Humanitarian visa announcement

The Australian Immigration Minister Alex Hawke announced on Friday 21st January that the Morrison Government will provide at least 15,000 places, through the Humanitarian and Family Stream program for Afghan nationals. Priority will be given to those who worked for the Australian Defence Force or Foreign Affairs and to vulnerable minority group, including women and children. ‘This reflects our sustained commitment to Afghanistan following Australia’s two decades of operations in the country’. Read the full statement here.
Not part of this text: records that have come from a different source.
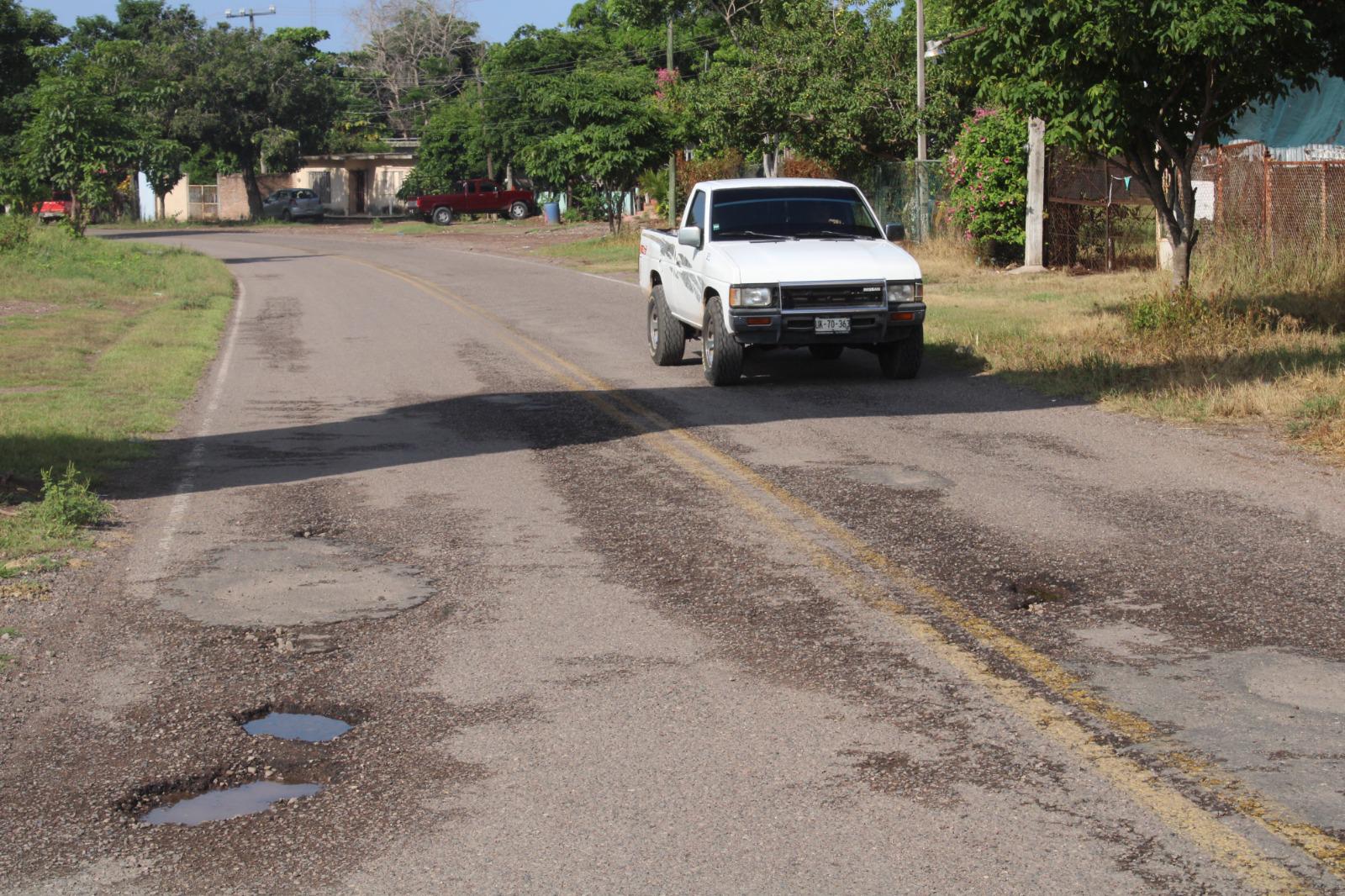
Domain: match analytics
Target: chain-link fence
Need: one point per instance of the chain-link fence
(1096, 215)
(1284, 205)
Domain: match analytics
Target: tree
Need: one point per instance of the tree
(451, 148)
(261, 100)
(20, 31)
(609, 129)
(1152, 81)
(416, 54)
(81, 134)
(826, 80)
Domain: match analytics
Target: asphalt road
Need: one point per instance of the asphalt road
(605, 629)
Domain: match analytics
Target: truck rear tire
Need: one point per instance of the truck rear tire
(901, 360)
(667, 335)
(721, 354)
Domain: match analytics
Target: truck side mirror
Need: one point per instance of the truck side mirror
(689, 237)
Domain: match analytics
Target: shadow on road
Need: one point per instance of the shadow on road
(494, 423)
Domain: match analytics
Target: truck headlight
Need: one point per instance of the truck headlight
(905, 291)
(751, 296)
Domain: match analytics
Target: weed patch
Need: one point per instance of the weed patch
(125, 333)
(1231, 349)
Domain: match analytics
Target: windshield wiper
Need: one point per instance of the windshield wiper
(831, 233)
(752, 233)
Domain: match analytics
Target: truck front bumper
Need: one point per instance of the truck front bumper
(868, 326)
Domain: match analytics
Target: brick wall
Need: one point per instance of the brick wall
(233, 194)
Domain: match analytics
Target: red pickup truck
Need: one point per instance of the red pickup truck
(53, 208)
(475, 197)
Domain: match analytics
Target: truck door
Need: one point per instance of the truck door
(685, 293)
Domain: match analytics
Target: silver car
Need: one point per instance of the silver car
(293, 205)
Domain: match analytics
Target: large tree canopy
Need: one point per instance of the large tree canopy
(1152, 81)
(261, 98)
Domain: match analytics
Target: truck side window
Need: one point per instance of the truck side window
(696, 219)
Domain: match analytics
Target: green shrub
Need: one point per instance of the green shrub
(67, 502)
(15, 232)
(989, 181)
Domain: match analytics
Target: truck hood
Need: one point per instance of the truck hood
(814, 260)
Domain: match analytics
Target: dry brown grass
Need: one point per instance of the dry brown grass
(1259, 340)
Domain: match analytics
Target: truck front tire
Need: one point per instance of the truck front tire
(901, 360)
(667, 335)
(721, 354)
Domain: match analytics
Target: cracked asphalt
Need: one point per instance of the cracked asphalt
(603, 629)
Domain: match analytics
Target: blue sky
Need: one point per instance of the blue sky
(498, 18)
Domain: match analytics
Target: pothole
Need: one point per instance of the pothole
(233, 802)
(306, 727)
(898, 477)
(1032, 593)
(298, 582)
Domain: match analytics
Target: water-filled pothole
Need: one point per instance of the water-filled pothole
(314, 730)
(219, 804)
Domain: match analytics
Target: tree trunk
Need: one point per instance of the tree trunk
(1183, 246)
(253, 188)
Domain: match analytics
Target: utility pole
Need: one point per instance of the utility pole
(921, 148)
(921, 145)
(1036, 194)
(251, 15)
(672, 158)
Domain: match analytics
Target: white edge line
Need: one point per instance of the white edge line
(178, 509)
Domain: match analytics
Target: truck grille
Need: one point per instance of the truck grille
(833, 295)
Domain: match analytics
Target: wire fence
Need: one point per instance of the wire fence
(1096, 215)
(1284, 205)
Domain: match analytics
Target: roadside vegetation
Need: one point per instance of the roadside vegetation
(609, 253)
(1255, 340)
(101, 343)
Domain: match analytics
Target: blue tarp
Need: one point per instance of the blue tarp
(1304, 118)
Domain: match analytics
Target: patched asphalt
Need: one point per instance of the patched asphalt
(575, 665)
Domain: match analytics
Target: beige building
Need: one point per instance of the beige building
(356, 185)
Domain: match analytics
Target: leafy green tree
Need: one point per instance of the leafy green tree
(609, 129)
(1152, 81)
(81, 134)
(833, 82)
(20, 31)
(451, 148)
(261, 100)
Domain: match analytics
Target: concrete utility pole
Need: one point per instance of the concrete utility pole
(251, 15)
(672, 158)
(921, 145)
(921, 148)
(1036, 194)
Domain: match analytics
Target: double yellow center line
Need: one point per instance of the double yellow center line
(872, 577)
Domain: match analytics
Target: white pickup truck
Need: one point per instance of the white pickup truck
(762, 264)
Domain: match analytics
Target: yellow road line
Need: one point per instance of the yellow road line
(1142, 784)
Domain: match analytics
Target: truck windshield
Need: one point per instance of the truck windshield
(800, 213)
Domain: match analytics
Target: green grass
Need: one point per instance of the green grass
(1251, 343)
(101, 343)
(609, 253)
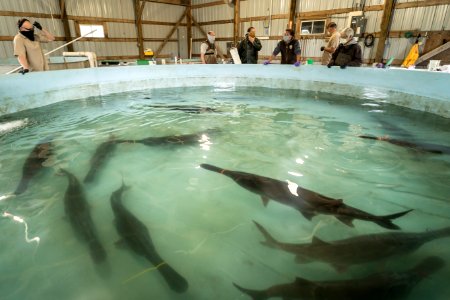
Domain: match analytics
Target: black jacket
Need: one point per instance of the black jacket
(347, 55)
(289, 51)
(248, 52)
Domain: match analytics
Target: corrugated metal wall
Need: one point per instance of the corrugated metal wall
(431, 18)
(111, 9)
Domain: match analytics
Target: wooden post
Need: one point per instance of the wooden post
(292, 14)
(237, 21)
(65, 20)
(389, 7)
(171, 32)
(189, 28)
(139, 9)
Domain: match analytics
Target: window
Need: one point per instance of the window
(87, 28)
(313, 27)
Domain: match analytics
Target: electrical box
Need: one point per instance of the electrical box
(358, 24)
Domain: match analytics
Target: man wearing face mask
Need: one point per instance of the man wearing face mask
(248, 48)
(208, 52)
(332, 44)
(289, 48)
(348, 54)
(27, 46)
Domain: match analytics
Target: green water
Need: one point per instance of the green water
(201, 222)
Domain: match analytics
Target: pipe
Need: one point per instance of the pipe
(73, 41)
(92, 57)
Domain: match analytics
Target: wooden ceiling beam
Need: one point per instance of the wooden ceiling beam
(388, 12)
(67, 33)
(237, 22)
(171, 32)
(205, 34)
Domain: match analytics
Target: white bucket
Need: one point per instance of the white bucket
(433, 65)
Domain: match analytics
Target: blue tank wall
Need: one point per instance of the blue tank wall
(421, 90)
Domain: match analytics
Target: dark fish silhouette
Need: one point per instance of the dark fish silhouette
(356, 250)
(186, 139)
(422, 147)
(33, 164)
(386, 285)
(77, 210)
(98, 160)
(136, 236)
(307, 202)
(190, 109)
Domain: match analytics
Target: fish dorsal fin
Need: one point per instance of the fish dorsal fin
(301, 281)
(265, 200)
(121, 244)
(307, 215)
(346, 220)
(318, 242)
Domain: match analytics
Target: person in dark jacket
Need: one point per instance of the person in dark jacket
(289, 48)
(348, 54)
(248, 48)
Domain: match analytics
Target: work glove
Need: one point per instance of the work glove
(37, 25)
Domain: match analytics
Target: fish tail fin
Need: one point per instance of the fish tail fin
(124, 187)
(22, 187)
(98, 253)
(368, 137)
(255, 295)
(212, 168)
(386, 221)
(428, 266)
(89, 177)
(270, 241)
(176, 282)
(440, 233)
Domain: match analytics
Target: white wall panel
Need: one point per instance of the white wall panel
(421, 18)
(121, 30)
(37, 6)
(317, 5)
(162, 12)
(171, 48)
(374, 2)
(252, 8)
(221, 31)
(101, 8)
(196, 2)
(108, 49)
(213, 13)
(157, 31)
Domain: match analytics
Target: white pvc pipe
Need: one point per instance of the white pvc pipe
(90, 55)
(73, 41)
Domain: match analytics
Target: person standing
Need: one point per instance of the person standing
(208, 52)
(347, 54)
(27, 46)
(248, 48)
(289, 48)
(332, 44)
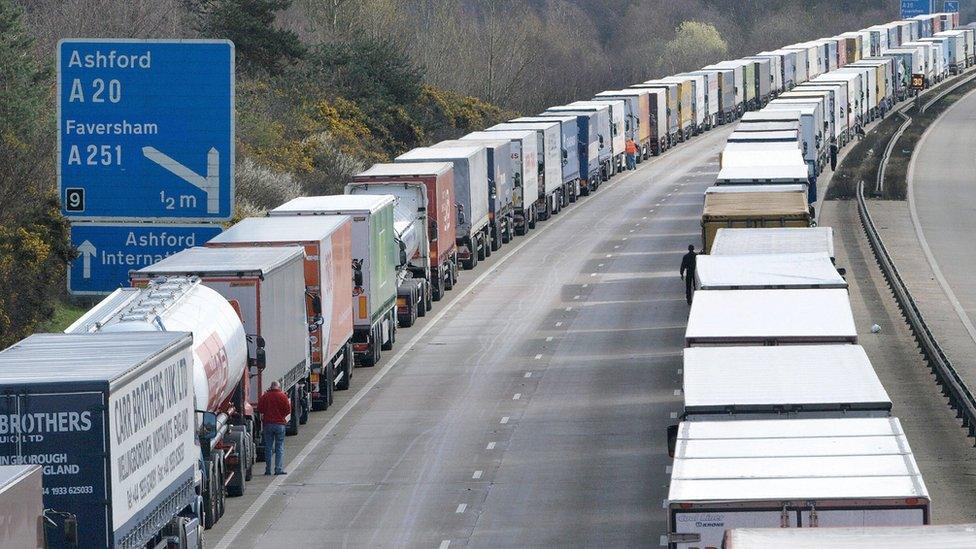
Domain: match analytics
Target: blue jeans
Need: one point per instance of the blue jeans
(274, 444)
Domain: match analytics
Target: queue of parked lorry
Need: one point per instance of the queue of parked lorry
(787, 437)
(143, 414)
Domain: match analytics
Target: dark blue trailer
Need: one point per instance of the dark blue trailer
(588, 145)
(570, 153)
(110, 420)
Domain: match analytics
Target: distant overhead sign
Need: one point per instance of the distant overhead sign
(107, 252)
(911, 8)
(146, 129)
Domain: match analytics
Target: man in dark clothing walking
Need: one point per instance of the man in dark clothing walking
(688, 262)
(274, 407)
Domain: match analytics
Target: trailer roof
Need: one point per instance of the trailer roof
(409, 169)
(215, 261)
(73, 358)
(764, 115)
(769, 135)
(743, 272)
(336, 204)
(774, 240)
(441, 153)
(721, 380)
(764, 460)
(781, 316)
(284, 228)
(759, 174)
(534, 125)
(765, 126)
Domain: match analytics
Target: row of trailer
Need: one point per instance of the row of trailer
(144, 414)
(786, 426)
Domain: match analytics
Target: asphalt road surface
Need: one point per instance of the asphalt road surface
(529, 408)
(942, 200)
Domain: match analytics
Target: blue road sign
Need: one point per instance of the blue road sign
(107, 251)
(146, 129)
(911, 8)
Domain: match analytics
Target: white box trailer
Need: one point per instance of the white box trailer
(839, 98)
(763, 154)
(763, 175)
(268, 287)
(712, 95)
(550, 157)
(471, 191)
(767, 272)
(958, 59)
(756, 126)
(788, 382)
(814, 145)
(770, 317)
(525, 173)
(110, 418)
(957, 536)
(774, 240)
(791, 473)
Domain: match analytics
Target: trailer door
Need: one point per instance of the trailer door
(906, 516)
(710, 527)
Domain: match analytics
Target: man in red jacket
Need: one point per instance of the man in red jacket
(275, 409)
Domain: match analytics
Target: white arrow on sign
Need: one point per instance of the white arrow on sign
(209, 184)
(88, 251)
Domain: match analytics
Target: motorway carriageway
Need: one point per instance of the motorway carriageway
(529, 408)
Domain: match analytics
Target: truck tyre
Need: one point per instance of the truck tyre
(388, 345)
(343, 384)
(209, 496)
(481, 247)
(291, 429)
(436, 288)
(235, 488)
(451, 277)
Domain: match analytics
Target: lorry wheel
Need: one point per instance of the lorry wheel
(235, 488)
(482, 250)
(292, 428)
(388, 345)
(436, 289)
(451, 278)
(343, 384)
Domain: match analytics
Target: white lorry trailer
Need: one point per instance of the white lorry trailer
(471, 191)
(221, 372)
(786, 382)
(774, 240)
(770, 317)
(374, 266)
(791, 473)
(767, 272)
(267, 288)
(110, 418)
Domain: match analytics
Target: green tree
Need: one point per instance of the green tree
(34, 248)
(250, 24)
(695, 44)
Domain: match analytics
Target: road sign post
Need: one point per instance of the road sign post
(911, 8)
(145, 137)
(107, 251)
(146, 129)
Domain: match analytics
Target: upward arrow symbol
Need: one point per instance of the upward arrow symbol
(209, 184)
(88, 251)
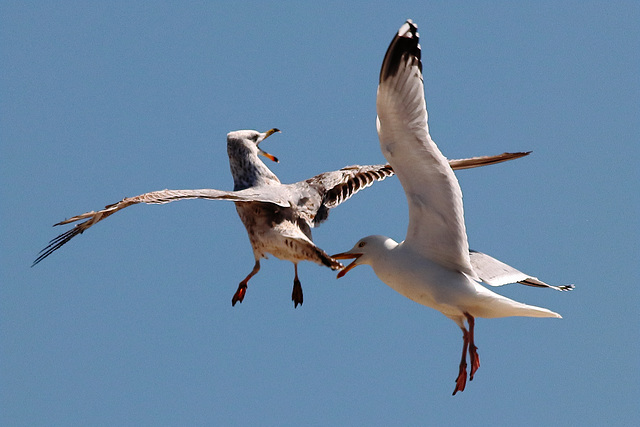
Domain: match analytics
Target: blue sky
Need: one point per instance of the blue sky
(131, 323)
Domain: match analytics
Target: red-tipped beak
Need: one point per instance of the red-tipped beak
(347, 255)
(264, 153)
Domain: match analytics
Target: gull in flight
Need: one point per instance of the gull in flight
(433, 265)
(278, 217)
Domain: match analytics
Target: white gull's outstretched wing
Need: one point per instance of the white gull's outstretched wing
(255, 194)
(497, 273)
(436, 217)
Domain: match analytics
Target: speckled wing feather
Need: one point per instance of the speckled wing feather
(159, 197)
(338, 186)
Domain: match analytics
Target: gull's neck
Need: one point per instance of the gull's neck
(247, 169)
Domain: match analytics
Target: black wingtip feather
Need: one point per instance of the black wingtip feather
(405, 43)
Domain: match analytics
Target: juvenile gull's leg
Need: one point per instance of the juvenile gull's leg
(296, 294)
(242, 287)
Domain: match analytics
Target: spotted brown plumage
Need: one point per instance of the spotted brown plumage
(278, 217)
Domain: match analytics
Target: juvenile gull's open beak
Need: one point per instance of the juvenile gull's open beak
(264, 153)
(347, 255)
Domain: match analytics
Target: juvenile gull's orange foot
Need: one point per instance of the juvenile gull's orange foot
(461, 381)
(296, 294)
(475, 360)
(239, 295)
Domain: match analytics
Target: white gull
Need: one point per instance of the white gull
(432, 266)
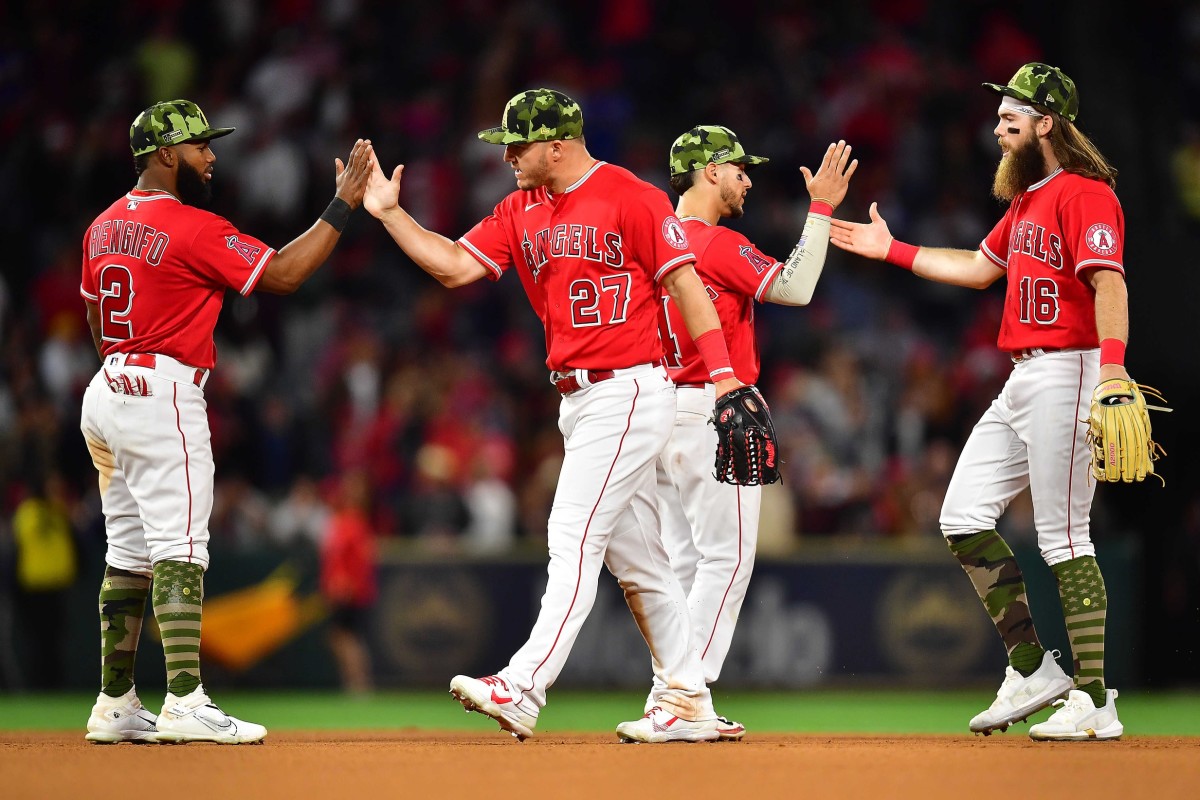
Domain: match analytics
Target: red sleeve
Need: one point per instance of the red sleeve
(733, 263)
(995, 245)
(1093, 226)
(489, 244)
(232, 258)
(654, 236)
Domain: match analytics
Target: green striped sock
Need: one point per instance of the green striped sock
(123, 603)
(178, 606)
(989, 561)
(1084, 605)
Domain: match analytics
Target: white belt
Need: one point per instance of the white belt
(161, 365)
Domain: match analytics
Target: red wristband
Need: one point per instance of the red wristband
(901, 254)
(1113, 352)
(712, 348)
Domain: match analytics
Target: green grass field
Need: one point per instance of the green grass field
(817, 711)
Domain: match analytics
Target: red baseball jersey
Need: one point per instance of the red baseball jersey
(736, 275)
(1053, 233)
(591, 259)
(159, 269)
The response from refugee advocates has been swift, pointing out that people had been calling for this in September last year, without action from the Government. ‘People wrote, forums were held, stories shared of people being tortured and killed. People in the know asked for 20,000 ADDITIONAL places back then’. And, these 15,000 are from our existing intake of humanitarian visas, not additional. The announcement is 15,000 places over 4 years, from an existing allocation. Not one new refugee place has been allocated to the program. 5,000 places are simply family visas in the existing program.

15,000 visas for Afghans and 150,000 applications. One migration agent working to support a number of Afghans noted that no reference numbers have been received thus far for applications lodged including some very high profile cases in immediate danger. NONE of the 3,000 visas currently submitted have been processed.

Julian Hill MP says ‘Afghan-Australians have been waiting for years as the government has actively discriminated against them, failing to process their family visas. These people have never met their own children, or missed their children growing up. The Taliban are hunting people down right now. The government’s announcement on Afghanistan is insulting and offensive to Afghan Australians who have been here since 1860, to Afghans who risked their lives for our country who’ve been abandoned, and for Aussie veterans’.

We are in an election year for the Federal Government, so all announcements need to be analysed for truth, purpose and motive. This announcement by Alex Hawke needs that kind of scrutiny.

Article by Lisa Visentin in Sydney Morning Herald on 22 January 2022
Afghan human rights advocates have condemned the federal government’s “insulting” pledge to resettle 15,000 refugees from the war-ravaged country through Australia’s existing humanitarian channels over four years, as they renewed calls for a special intake similar to that made to Syrian refugees in 2015. Immigration Minister Alex Hawke announced the commitment on Friday hours after a Senate committee delivered a report scathing of the government’s failure to evacuate many interpreters and other locals who helped the Australian Defence Force before Kabul fell to the Taliban last year.
Barat Ali Batoor, a photographer who fled Afghanistan in 2012 and now lives in Victoria as an organiser at the Asylum Seeker Resource Centre, said the announcement was “insulting and disappointing” and was an attempt to distract from the Senate inquiry’s findings. “Those who have helped us have been left to the mercy of the Taliban and many of them are facing heavy consequences for their support to the Australian troops.”
Arif Hussein, an Afghan-Australian and lawyer at the Refugee Advice and Casework Service, said the Australian government was failing its moral obligation to support the Afghan people. “This announcement doesn’t even begin to recognise the relationship that we had to the war – we spent 20 years there, lives were lost there – the promises we made to the Afghan people and the escalating humanitarian crisis that the people of Afghanistan face right now. It does not include additional humanitarian places for those fleeing the Taliban. In previous crises that the Australian government has reacted to – for example, the Syrian crisis – we have provided additional humanitarian places.” He said the allocation of 15,000 places over four years paled in comparison to the 145,000 Afghan nationals the Department of Home Affairs said were seeking resettlement through the Humanitarian program.